Application of matched filtering to identify behavioral modulation of brain oscillations

Abstract

Brain oscillations modulated by motor behaviors are coupled to steady-state and other potentially unrelated to movement oscillations, with energy in the same frequency bands as the signals of interest. We applied matched filtering, a quasi-optimum signal detection technique, to decouple and extract movement-related signals from local field potentials (LFPs) recorded in monkey motor cortical areas during the execution of a visually instructed reach-out task. Using a matched-filterbank, we examined coupling and interference of pre-movement and initial steady-state oscillations with movement-induced signals. Once these signal contributions were eliminated, we were able to identify significant correlations of the residual signals with behavioral parameters, which appeared attenuated by pre-movement signal interference in the raw LFPs.

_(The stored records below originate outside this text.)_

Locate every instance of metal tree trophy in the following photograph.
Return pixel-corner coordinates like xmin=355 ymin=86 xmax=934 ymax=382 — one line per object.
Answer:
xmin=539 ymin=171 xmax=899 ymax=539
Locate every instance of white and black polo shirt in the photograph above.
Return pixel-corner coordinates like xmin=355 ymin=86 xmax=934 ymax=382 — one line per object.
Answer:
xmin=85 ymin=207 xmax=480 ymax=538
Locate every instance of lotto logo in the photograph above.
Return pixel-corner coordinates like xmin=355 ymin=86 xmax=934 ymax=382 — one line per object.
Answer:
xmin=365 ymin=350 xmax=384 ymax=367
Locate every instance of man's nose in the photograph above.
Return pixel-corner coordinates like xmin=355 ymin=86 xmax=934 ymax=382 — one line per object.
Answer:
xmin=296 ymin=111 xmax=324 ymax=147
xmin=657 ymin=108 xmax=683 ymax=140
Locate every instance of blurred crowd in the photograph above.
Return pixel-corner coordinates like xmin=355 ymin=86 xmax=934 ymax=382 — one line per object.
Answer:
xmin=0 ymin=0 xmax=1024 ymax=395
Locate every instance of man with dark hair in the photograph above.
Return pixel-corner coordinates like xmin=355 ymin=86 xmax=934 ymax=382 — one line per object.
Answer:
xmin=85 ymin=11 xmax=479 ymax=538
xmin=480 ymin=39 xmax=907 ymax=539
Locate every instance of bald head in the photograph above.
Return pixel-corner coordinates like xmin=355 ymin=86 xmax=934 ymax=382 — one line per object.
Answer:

Specifically, the maximum and minimum amplitudes of filtered LFPs were directly modulated by peak movement velocity and micro-movements, respectively, identified in recorded hand velocity profiles. In addition, we identified phase correlations between signals during the delay (when the instructional cue was presented) and movement intervals, as well as modulation of LFP phase by movement direction. For pairs of orthogonal movement directions, corresponding LFP signals were consistently out of phase. Finally, β-band energy which is typically reduced during movement execution, possibly partly due to destructive interference between the modulated by behavior signal and unrelated oscillations, appeared to be recovered in the filtered signals.